There’s a true measurement of the genuine significance of government for you: in its absence, real civilization flourishes. In its malignant presence, the hopes and dreams of ordinary individuals wither and fade and die. How many civilizations have risen and fallen without learning that simple lesson? How many Dreamkillers have occupied the Oval Office?

My own plan, for the next four to eight years, provided I can keep myself glued and taped together that long, is to breathe—and to do more writing. The novel I just finished today, Only The Young Die Good is about two almost ordinary people who have found love in one another, struggling to be decent in extraordinary circumstances, in a largely indecent world. The book I’ll return to the day after tomorrow, Ares is about people just like that risking everything to make a home in a new world. There are Presidents in the second book, and politics, but they don’t amount to much, compared to the reality the people in it have to face, and the character with which they face it.

I probably don’t have to tell anybody reading this essay that stamping your wittow foot, or holding your bweath until you tuwn bwue isn’t going to change a damn thing. Against all odds, Donald J. Trump got himself elected, and that may turn out to be a bad thing or a good thing.
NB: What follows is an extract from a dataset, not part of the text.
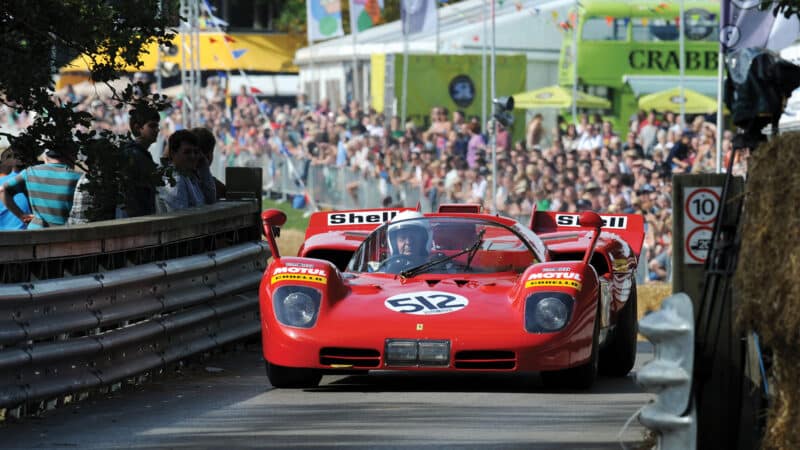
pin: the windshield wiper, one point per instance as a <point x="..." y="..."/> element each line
<point x="425" y="266"/>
You pays your taxes and you takes your chances. I was born during the Harry Truman Administration and there have been so many horrifying regimes since then, I’m deeply surprised that the country still exists in any form.

If you backed the Democrat (you naughty person), I promise you, barring a massive asteroid strike, the country will still be here when the Republicans are through with it—or we are through with them. I also promise you that in the four to eight years to come, you will laugh, you will cry, you will do you work, and you will fall in love. No, I’m not saying “Don’t worry, be happy”. I’m simply saying live your life.

I still have a great many books to write. I wake up each and every morning, anxious to get to my desk. In that sense, I’m probably the luckiest guy who ever lived. If you don’t feel the same way, go find something that makes you wake up every morning anxious to get to work. It’s the only way for a civilized being to live.